"Des choses qu'ils n'avaient jamais cru possibles leur arriveront" — Trump sur Pyongyang

14 Août, 2017, 02:24 | Auteur: Lynn Cook
  • La Corée du Nord menace de frapper l'île américaine de Guam

Étant donné l'isolement de la Corée du Nord, le journal chinois estime que "Washington devrait réfléchir sur ce qui pourrait attiser le désir de Pyongyang d'entrer en contact avec le monde extérieur et faire en sorte que la perspective d'un retour dans le giron de la communauté internationale devienne attirant".

Cette montée des tensions entre les États-Unis et la Corée du Nord pèse sur les marchés financiers et inquiète de nombreux dirigeants mondiaux. "Kim Jong-un, on l'espère, prendra un autre chemin!"

Le régime nord-coréen a de son côté accusé le président des États-Unis de conduire la péninsule coréenne au bord d'une guerre nucléaire.

En réaction, Pékin a réitéré son appel à la retenue: "Nous appelons toutes les parties à faire preuve de prudence dans leurs mots et leurs actions, et à agir davantage pour apaiser les tensions", a déclaré Geng Shuang, porte-parole du ministère chinois des Affaires étrangères. Les hommes politiques ne sont pas les seuls à douter.
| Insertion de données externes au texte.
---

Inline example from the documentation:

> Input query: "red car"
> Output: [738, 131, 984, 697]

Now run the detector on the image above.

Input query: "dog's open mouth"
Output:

Seuls 35 % des Américains pensent que Trump a la "capacité " de "gérer la situation ". "Mais je n'en suis pas sûr", a déclaré Bill Richardson, ancien ambassadeur des Etats-Unis à l'ONU, dans un entretien à l'AFP.

Cette guerre rhétorique entre les États-Unis et la Corée du Nord alimente les craintes d'une erreur de calcul qui aurait des conséquences catastrophiques sur la péninsule coréenne et au-delà.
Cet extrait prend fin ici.